In the same way, when he turned his eyes towards the judge, his mind began to busy itself with the fashion of his dress, and what it cost, and how he put it on. There was an old fat gentleman on the bench, too, who had gone out some half an hour before, and now came back. He wondered within himself whether this man had been to get his dinner, what he had had, and where he had had it, and pursued this train of careless thought until some new object caught his eye and roused another.
Not that all this time his mind was for an instant free from one oppressive overwhelming sense of the grave that opened at his feet; it was ever present to him, but in a vague and general way, and he could not fix his thoughts upon it. Thus, even while he trembled and turned, burning hot at the idea of speedy death, he fell to counting the iron spikes before him, and wondering how the head of one had been broken off, and whether they would mend it or leave it as it was. Then he thought of all the horrors of the gallows and the scaffold, and stopped to watch a man sprinkling the floor to cool it—and then went on to think again.

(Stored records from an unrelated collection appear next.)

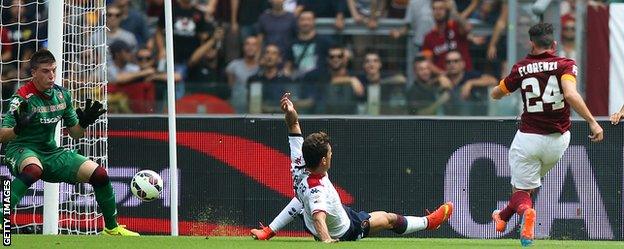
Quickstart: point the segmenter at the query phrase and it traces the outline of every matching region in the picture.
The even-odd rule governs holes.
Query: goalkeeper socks
[[[274,233],[284,228],[288,223],[293,221],[295,216],[301,213],[303,210],[303,204],[299,201],[299,199],[292,198],[288,205],[282,209],[282,211],[271,221],[269,224],[269,228],[273,230]]]
[[[26,165],[13,181],[11,181],[11,205],[13,209],[22,200],[28,188],[41,179],[43,170],[39,165],[31,163]]]
[[[102,209],[104,215],[104,224],[106,228],[113,229],[117,227],[117,206],[115,203],[115,193],[110,182],[105,186],[93,187],[95,190],[95,200]]]
[[[397,214],[397,220],[394,223],[392,231],[398,234],[409,234],[427,228],[426,217],[403,216]]]
[[[106,170],[102,167],[97,167],[95,171],[93,171],[93,174],[91,174],[89,183],[95,190],[95,201],[97,201],[97,204],[102,209],[106,228],[113,229],[117,227],[115,192],[113,192],[113,186],[111,186]]]
[[[532,206],[533,201],[531,200],[531,194],[527,191],[519,190],[511,195],[507,207],[505,207],[499,215],[502,220],[509,221],[514,213],[517,212],[519,215],[522,215],[524,210]]]

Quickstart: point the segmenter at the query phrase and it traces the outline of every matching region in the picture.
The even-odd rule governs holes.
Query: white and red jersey
[[[316,237],[320,237],[314,227],[312,215],[317,212],[325,212],[327,218],[327,230],[333,239],[344,235],[351,221],[342,206],[340,196],[334,185],[329,181],[328,175],[312,174],[305,168],[303,153],[303,137],[301,135],[288,136],[290,144],[291,173],[295,195],[303,203],[303,220],[306,227]]]

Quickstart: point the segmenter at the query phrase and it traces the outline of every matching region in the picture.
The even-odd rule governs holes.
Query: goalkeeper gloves
[[[22,132],[26,126],[32,123],[36,114],[37,113],[33,111],[28,111],[28,101],[22,101],[17,110],[13,111],[13,117],[15,118],[13,133],[15,133],[15,135],[19,135],[19,133]]]
[[[80,124],[80,127],[83,129],[86,129],[89,125],[95,123],[95,120],[106,112],[106,109],[102,108],[102,103],[96,100],[93,102],[93,105],[91,105],[92,101],[93,100],[91,99],[87,99],[84,110],[80,108],[76,110],[79,120],[78,124]]]

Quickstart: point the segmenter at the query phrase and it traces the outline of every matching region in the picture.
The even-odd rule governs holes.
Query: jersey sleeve
[[[9,102],[9,110],[5,113],[4,119],[2,119],[2,128],[15,127],[15,117],[13,116],[13,111],[19,108],[22,101],[24,101],[24,99],[22,99],[18,95],[13,95],[13,97],[11,97],[11,102]]]
[[[576,83],[576,76],[578,74],[578,67],[574,60],[566,59],[562,64],[561,80],[570,80]]]
[[[71,98],[71,94],[64,90],[63,96],[65,99],[65,112],[63,113],[63,121],[65,122],[65,127],[73,127],[78,124],[78,115],[76,114],[76,109],[74,109],[74,104]]]
[[[303,136],[301,134],[288,135],[288,143],[290,144],[290,167],[291,169],[300,168],[305,165],[303,160]]]
[[[511,73],[498,83],[498,87],[504,93],[512,93],[520,88],[520,74],[518,73],[517,65],[514,65]]]
[[[310,211],[312,214],[315,214],[317,212],[327,212],[327,198],[325,197],[325,187],[323,185],[319,185],[316,186],[314,188],[311,188],[309,195],[310,198],[309,200],[309,204],[310,204]]]

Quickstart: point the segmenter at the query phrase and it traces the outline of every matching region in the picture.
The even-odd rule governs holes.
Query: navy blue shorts
[[[370,223],[368,221],[371,217],[370,214],[366,211],[356,212],[345,205],[342,205],[342,207],[347,212],[349,220],[351,220],[351,225],[349,226],[349,230],[340,237],[340,241],[355,241],[367,237],[370,229]]]

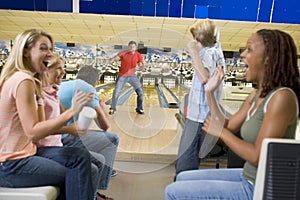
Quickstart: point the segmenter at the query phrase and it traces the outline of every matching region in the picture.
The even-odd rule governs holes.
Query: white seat
[[[0,187],[0,200],[56,200],[59,188],[54,186],[5,188]]]
[[[296,128],[295,139],[300,140],[300,120],[298,120],[298,125]]]
[[[300,140],[266,138],[257,168],[254,200],[300,199]]]

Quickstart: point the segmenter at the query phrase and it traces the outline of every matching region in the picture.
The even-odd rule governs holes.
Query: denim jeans
[[[105,158],[103,155],[99,153],[95,153],[92,151],[89,151],[91,154],[91,167],[92,167],[92,180],[93,180],[93,186],[96,190],[98,190],[98,185],[100,184],[100,181],[102,178],[102,173],[104,170],[104,163]]]
[[[92,200],[89,153],[74,147],[41,147],[37,154],[0,165],[0,186],[61,188],[61,199]]]
[[[89,130],[87,134],[81,138],[81,140],[69,135],[63,138],[62,141],[66,146],[84,145],[92,154],[92,163],[95,162],[94,158],[102,163],[105,163],[102,166],[103,169],[102,173],[100,174],[98,189],[107,190],[119,145],[119,137],[114,133],[99,130]]]
[[[188,118],[186,119],[175,164],[176,175],[182,171],[199,168],[202,125],[200,122],[195,122]]]
[[[113,91],[112,102],[110,109],[116,111],[117,103],[122,89],[124,88],[125,83],[129,83],[135,90],[137,94],[137,107],[136,110],[143,109],[143,100],[144,100],[144,90],[143,86],[136,75],[134,76],[118,76],[115,84],[115,89]]]
[[[165,200],[236,199],[252,200],[254,185],[243,169],[203,169],[181,172],[165,189]]]
[[[105,164],[103,166],[98,189],[107,190],[119,145],[119,137],[110,132],[89,130],[81,140],[90,152],[104,156]]]

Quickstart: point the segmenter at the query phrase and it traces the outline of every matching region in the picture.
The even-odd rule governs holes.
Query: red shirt
[[[133,54],[128,51],[122,51],[118,54],[121,59],[119,76],[133,76],[137,63],[143,61],[142,55],[135,51]]]

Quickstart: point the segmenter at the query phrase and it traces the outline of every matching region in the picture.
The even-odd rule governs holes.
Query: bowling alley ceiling
[[[14,40],[21,31],[38,28],[55,42],[127,45],[143,42],[145,47],[186,48],[193,18],[141,17],[61,12],[0,10],[0,40]],[[262,28],[280,29],[294,38],[300,51],[300,25],[216,20],[225,51],[239,51],[247,38]]]

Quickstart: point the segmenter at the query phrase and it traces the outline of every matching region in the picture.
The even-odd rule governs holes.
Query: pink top
[[[43,87],[43,104],[46,120],[55,118],[60,115],[59,100],[57,97],[58,86],[50,85]],[[63,146],[61,135],[49,135],[40,139],[37,146]]]
[[[25,72],[15,72],[4,82],[0,91],[0,162],[26,158],[36,153],[36,146],[24,132],[16,106],[17,89],[24,80],[34,81]]]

At length there was a cry of silence, and a breathless look from all towards the door. The jury returned and passed him close. He could glean nothing from their faces; they might as well have been of stone. Perfect stillness ensued—not a rustle—not a breath—Guilty.
The building rang with a tremendous shout, and another, and another, and then it echoed deep loud groans that gathered strength as they swelled out, like angry thunder. It was a peal of joy from the populace outside, greeting the news that he would die on Monday.

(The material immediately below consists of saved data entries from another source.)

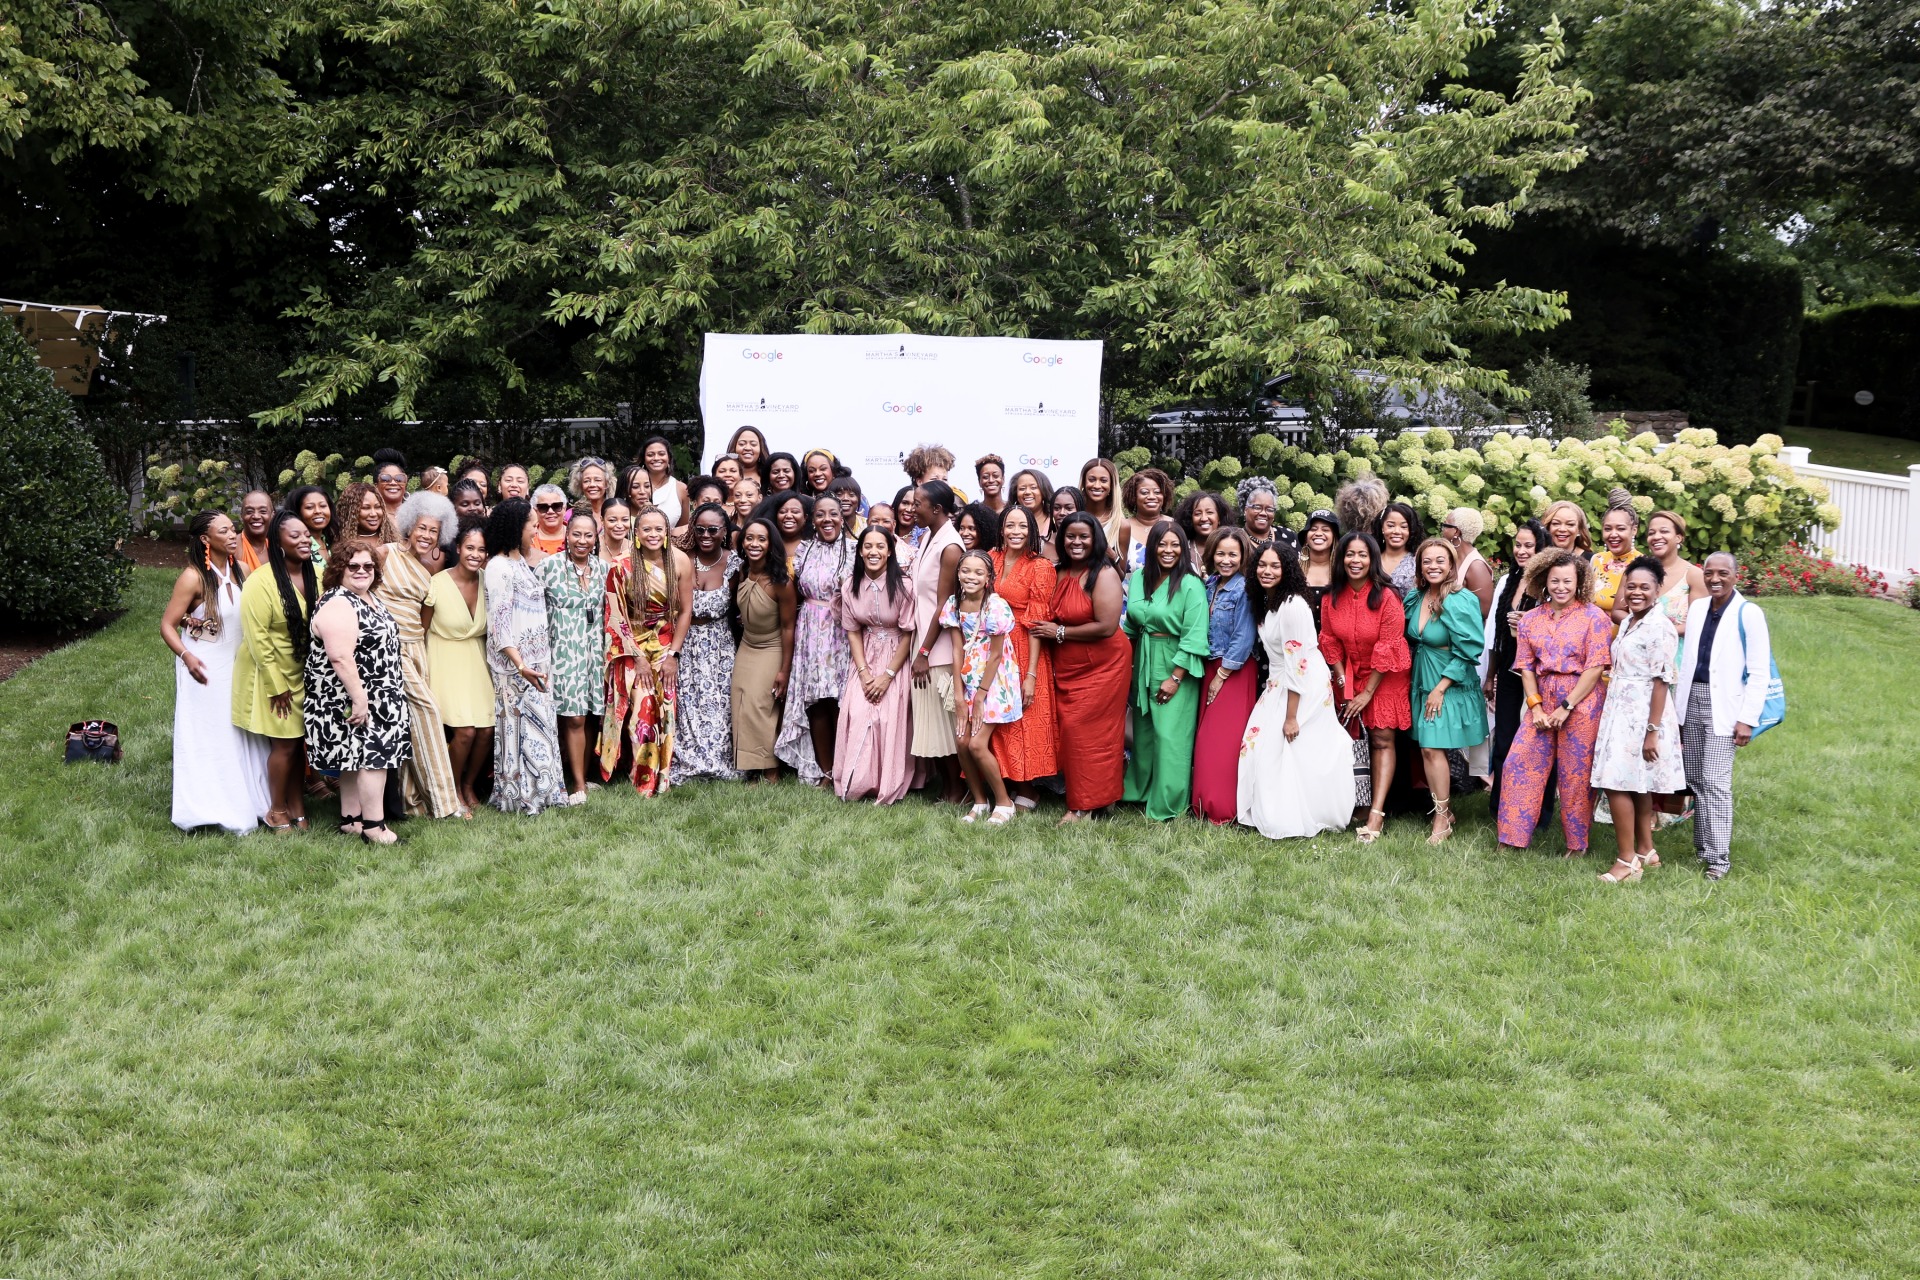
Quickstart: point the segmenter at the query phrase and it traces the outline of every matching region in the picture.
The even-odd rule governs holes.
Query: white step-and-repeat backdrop
[[[752,426],[776,453],[831,449],[869,502],[892,499],[907,482],[900,460],[921,444],[953,450],[954,483],[974,496],[973,460],[988,453],[1009,479],[1032,467],[1055,487],[1078,484],[1098,452],[1100,354],[1098,342],[710,333],[702,470]]]

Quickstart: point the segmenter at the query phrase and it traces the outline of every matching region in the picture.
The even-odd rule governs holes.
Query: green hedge
[[[1920,298],[1808,316],[1799,377],[1813,387],[1809,426],[1920,440]],[[1856,399],[1862,391],[1871,404]]]

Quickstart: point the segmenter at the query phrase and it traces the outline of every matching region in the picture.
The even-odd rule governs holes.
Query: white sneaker
[[[576,791],[572,795],[567,797],[568,804],[578,805],[578,804],[585,804],[586,802],[587,802],[587,793],[584,791]]]

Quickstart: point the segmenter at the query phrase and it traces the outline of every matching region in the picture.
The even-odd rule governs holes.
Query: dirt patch
[[[11,680],[19,675],[36,658],[44,658],[75,640],[86,639],[124,613],[125,609],[114,609],[95,614],[79,626],[62,631],[30,629],[14,622],[0,623],[0,681]]]
[[[142,569],[184,569],[187,567],[185,538],[149,538],[136,533],[122,549]]]

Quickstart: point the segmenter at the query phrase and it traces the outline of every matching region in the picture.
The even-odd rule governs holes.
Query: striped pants
[[[1705,681],[1687,694],[1680,726],[1680,759],[1693,792],[1693,851],[1710,867],[1724,867],[1733,845],[1733,735],[1713,731],[1713,693]]]
[[[406,684],[407,710],[413,721],[413,754],[407,759],[404,779],[407,812],[451,818],[460,812],[460,785],[447,755],[447,730],[440,721],[440,707],[427,683],[424,642],[400,646],[400,677]]]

The noise subsided, and he was asked if he had anything to say why sentence of death should not be passed upon him. He had resumed his listening attitude, and looked intently at his questioner while the demand was made, but it was twice repeated before he seemed to hear it, and then he only muttered that he was an old man—an old man—an old man—and so dropping into a whisper, was silent again.
The judge assumed the black cap, and the prisoner still stood with the same air and gesture. A woman in the gallery uttered some exclamation, called forth by this dread solemnity; he looked hastily up as if angry at the interruption, and bent forward yet more attentively. The address was solemn and impressive, the sentence fearful to hear, but he stood like a marble figure, without the motion of a nerve. His haggard face was still thrust forward, his under-jaw hanging down, and his eyes staring out before him, when the jailer put his hand upon his arm, and beckoned him away. He gazed stupidly about him for an instant, and obeyed.
Fagin in the condemned Cell.
They led him through a paved room under the court, where some prisoners were waiting till their turns came, and others were talking to their friends who crowded round a grate which looked into the open yard. There was nobody there to speak to him, but as he passed, the prisoners fell back to render him more visible to the people who were clinging to the bars, and they assailed him with opprobrious names, and screeched and hissed. He shook his fist and would have spat upon them, but his conductors hurried him on through a gloomy passage lighted by a few dim lamps, into the interior of the prison.